BUFFALO, NY (WBFO) – More than a dozen student-athletes from three SUNY colleges have qualified to compete in the NCAA Division III national swimming and diving championships. There’s just one problem. The games are being held in Greensboro, North Carolina, and a ban on New York State-sponsored non-essential travel to that state remains in effect. A local State Senator is urging Governor Andrew Cuomo to lift that ban.
Back in 2016, North Carolina passed and enacted a controversial “bathroom bill” which required people using restrooms in government buildings to utilize the facilities corresponding with the gender listed on their birth certificate.

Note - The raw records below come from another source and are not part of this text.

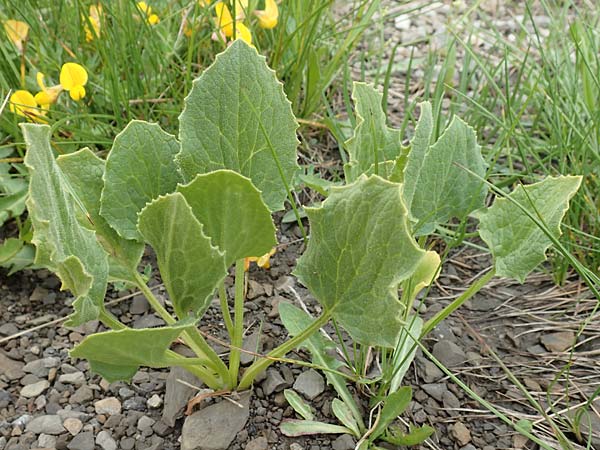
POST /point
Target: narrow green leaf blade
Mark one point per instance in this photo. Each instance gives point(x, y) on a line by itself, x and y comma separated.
point(393, 406)
point(85, 172)
point(297, 428)
point(373, 142)
point(190, 266)
point(360, 249)
point(232, 212)
point(139, 168)
point(237, 117)
point(118, 354)
point(299, 405)
point(436, 185)
point(517, 243)
point(62, 244)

The bill created a backlash which included business boycotts that included one by the NCAA, which withdrew its competitions from the state.
In New York, Governor Cuomo issued an executive order imposing a ban on all non-essential state-sponsored travel to North Carolina.
North Carolina rescinded the law the following year and the NCAA resumed doing business with the state. New York’s ban, however, remains in effect.
“The legislation that gave rise to the executive order doesn’t exist anymore,” said New York State Senator Patrick Gallivan, who represents the 59th District. “I would suggest the executive order is not necessary, without arguing the merits of it, whether it should have been done or not.”
The student-athletes, representing SUNY Geneseo, Brockport and Cortland, may compete in the NCAA Division III Championships, which begin March 20. Under the state’s current travel ban, they would not be allowed to seek accommodations in North Carolina and would instead be forced to stay in hotels outside state lines.
That, Gallivan says, is unfair to the student-athletes, who would find themselves traveling more than an hour in each direction to get to and from venues in Greensboro. The forced additional travel, he argues, puts New York’s athletes in a position which could adversely affect their performance in the pool.
“It’s different than a team competition. The kids are back and forth,” Gallivan said. “They’ll have no place to rest, no place to relax. They’ll be incredibly inconvenienced. And they still have their academic obligations that they have to follow through. It could negatively impact that. It just puts them at a competitive disadvantage.”
Affected are ten student-athletes from SUNY Geneseo, two from SUNY Brockport and one from SUNY Cortland. Whether Cuomo agrees to lift the ban remains to be seen. While North Carolina has repealed the 2016 law, but its state legislature has also blocked local governments from passing non-discrimination laws on bathroom access until the year 2020. That newer legislation is being challenged in court.